MANILA — China-backed pharmaceutical company Sinovac’s COVID-19 vaccine cannot be used for inoculation in the Philippines without an emergency use authority (EUA), even if it arrives next month, a senator said Friday.
Sinovac’s vaccine, described by some lawmakers as "more expensive" and with supposedly lower efficacy, will also need to undergo a screening process from the Health Technology Assessment Council (HTAC) despite the approval from the Food and Drug Administration (FDA), according to Sen. Nancy Binay.
“Actually, puwede pa naman siya dumating ng Feb. 20 pero hindi natin magagamit kasi there’s no guarantee na na-release na yung EUA from the FDA,” Binay explained in an interview on ABS-CBN’s Teleradyo.
(The vaccine can still arrive on Feb. 20 but we can’t use it unless it will be issued EUA by the FDA before the date, which has no guarantee.)
An EUA will allow a vaccine to be imported, distributed and administered in the country through a national immunization program.
“Ang magiging problema natin, after siya ma-approve ng FDA, dadaan pa siya sa isang committee, ‘yong HTAC, ‘yun yung magsasabi kung worth it ba na i-procure ng government ang bakuna na ito,” she said.
(It will also be screened by the HTAC, the committee which decides whether the vaccine is worth to be bought, even if it is approved by the FDA.)
The senator also aired her frustration on the possibility of “wasting” money for the shots should the HTAC turn down Sinovac's vaccine.
Its approval could also take longer, she said, and the process for EUA could not be fast-tracked.

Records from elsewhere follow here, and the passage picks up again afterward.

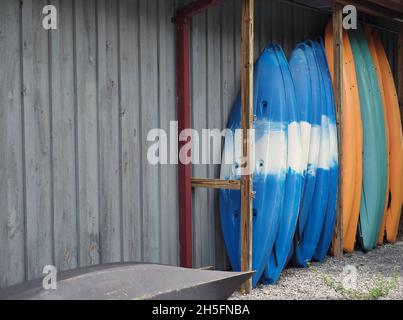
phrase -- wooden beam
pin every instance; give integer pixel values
(338, 99)
(216, 184)
(374, 9)
(247, 34)
(184, 170)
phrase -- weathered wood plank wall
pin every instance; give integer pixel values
(76, 105)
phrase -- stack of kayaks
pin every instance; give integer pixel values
(372, 141)
(295, 145)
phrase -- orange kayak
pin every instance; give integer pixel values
(395, 187)
(352, 140)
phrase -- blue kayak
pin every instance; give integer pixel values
(270, 98)
(305, 96)
(330, 215)
(309, 238)
(293, 185)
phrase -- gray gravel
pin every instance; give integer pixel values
(323, 281)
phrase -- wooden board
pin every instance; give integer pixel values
(12, 172)
(109, 127)
(63, 135)
(87, 143)
(38, 145)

“Hindi puwede yung treatment with Pfizer is similar with Sinovac . . . Hindi ganoon ang magiging proseso, puwede siya matagalan,” Binay said.
(We cannot treat Sinovac like Pfizer, the process will be different. It can be delayed.)
Carlito Galvez Jr., Chief Implementer of the National Task Force COVID-19, earlier said that the country would authorize emergency use for the China-made vaccine before Feb. 20, amid mounting criticism.
But FDA Director General Eric Domingo said in a virtual briefing on Thursday that the documents submitted by the company for EUA application were incomplete, as they only included Phase I and Phase II clinical trial data.
Domingo pointed out that Phase III trial results are crucial in deciding whether the vaccine’s benefits outweigh its risks, as required by the EUA.
“Paano uumpisahan ng FDA ‘yung pag-aaral doon sa bakuna kung wala pa silang submission?” said Binay.
(How could the FDA study it without the submission?)
Sen. Sonny Angara had said the vaccine cost around P3,600 per 2 jabs. But administration officials allayed the public's concern about it, saying that Sinovac’s vaccine was offered to the Philippines at a lower price.